第四百七十八話 支倉乃亜の記憶

 目を開けると、真っ暗だった。


 ノアは恐怖に顔を歪めその場に座り込んで自分の体を抱きしめて蹲る。カタカタと小刻みに体が震えるのは、恐怖なのか寒さなのかの判別もつかない。


「ようやく会えましたね、ノア。こちらでは、初めまして」


 聞き覚えのある声にノアが顔を上げると、目の前に大きなスマホのような画面が現れた。そしてそこには見覚えのある顔、シャルルの顔がデカデカと映し出されている。


「シャルル……」


 どうして彼がここに? ノアはシャルルの火の矢で殺されたのではなかったか? 何がどうなっているのかさっぱり分からないノアに、シャルルは声を出して笑った。

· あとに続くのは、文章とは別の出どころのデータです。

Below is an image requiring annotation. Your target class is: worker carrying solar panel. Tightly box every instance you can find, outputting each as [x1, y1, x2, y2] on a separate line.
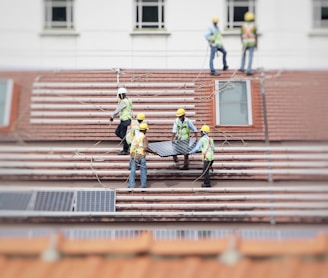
[128, 123, 157, 188]
[125, 113, 146, 145]
[188, 125, 215, 187]
[171, 108, 197, 170]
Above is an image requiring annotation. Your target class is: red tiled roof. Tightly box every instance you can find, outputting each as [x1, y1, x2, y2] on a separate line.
[0, 233, 328, 278]
[0, 70, 328, 142]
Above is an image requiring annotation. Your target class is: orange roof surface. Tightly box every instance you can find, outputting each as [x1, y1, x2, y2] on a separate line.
[0, 232, 328, 278]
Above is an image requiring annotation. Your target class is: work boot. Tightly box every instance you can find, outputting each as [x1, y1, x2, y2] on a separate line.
[173, 156, 179, 167]
[210, 71, 220, 76]
[180, 165, 189, 170]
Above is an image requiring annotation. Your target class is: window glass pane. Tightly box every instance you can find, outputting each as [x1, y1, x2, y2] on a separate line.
[217, 81, 250, 125]
[321, 7, 328, 20]
[52, 7, 67, 22]
[142, 7, 158, 22]
[233, 7, 248, 22]
[135, 0, 165, 29]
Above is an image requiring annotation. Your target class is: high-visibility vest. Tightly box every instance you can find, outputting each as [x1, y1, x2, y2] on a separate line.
[210, 26, 222, 46]
[130, 132, 146, 156]
[120, 98, 132, 121]
[241, 22, 256, 47]
[125, 120, 139, 145]
[176, 118, 190, 140]
[200, 135, 214, 161]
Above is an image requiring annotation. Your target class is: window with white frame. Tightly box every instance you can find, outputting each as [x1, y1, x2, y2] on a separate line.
[226, 0, 256, 30]
[0, 80, 13, 128]
[135, 0, 165, 30]
[313, 0, 328, 29]
[44, 0, 74, 30]
[215, 80, 253, 126]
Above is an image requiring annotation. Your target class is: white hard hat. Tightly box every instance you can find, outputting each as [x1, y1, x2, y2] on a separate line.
[117, 87, 128, 95]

「すみません、この姿の方が馴染があるかなと思ってこの姿にしましたが、やはりこちらの方が分かりやすいでしょうか」


 そう言って画面が一瞬止まり、次に映し出されたのは随分と幼いシャルルだ。


「偽、シャルル……?」

「ええ。ようやくあなたがここに来てくれました。ずっと待っていたんですよ、あなたがやって来るのを」

「どういう事? 僕は死んだんでしょ?」


 ノアは立ち上がって画面のおかげで少しだけ明るくなった辺りを見渡して言った。ここはどこだろう? さっぱり見当もつかないし、どうやら妖精王の作った空間でも無さそうだ。


 そんなノアの言葉に偽シャルルは呆れたように言う。


「ここまで来てもまだ思い出しません? 確かにルーデリアでのあなたは死んだ。いえ、殺された。けれど、その魂は一時的に避難しているに過ぎません。元のあなたの所に。そして意識はここにとどまっている。AMINASの中に」

「元の……僕?」

「ええ。支倉乃亜の元に」


 そう言って画面に映し出されたのは、白い簡素な部屋の中で椅子に座ってぼんやりと宙を眺めている若い男だった。男の目の前には何かが置かれている。


 男はただそれをじっと見つめ、時折口を開いて何か意味の無い言語を発していた。


 その男を見てノアは息を飲み、頭を押さえて蹲る。


 思わず目を瞑ると、まるで夢の中にでもいるかのように色んな映像が頭の中に流れ込んできた。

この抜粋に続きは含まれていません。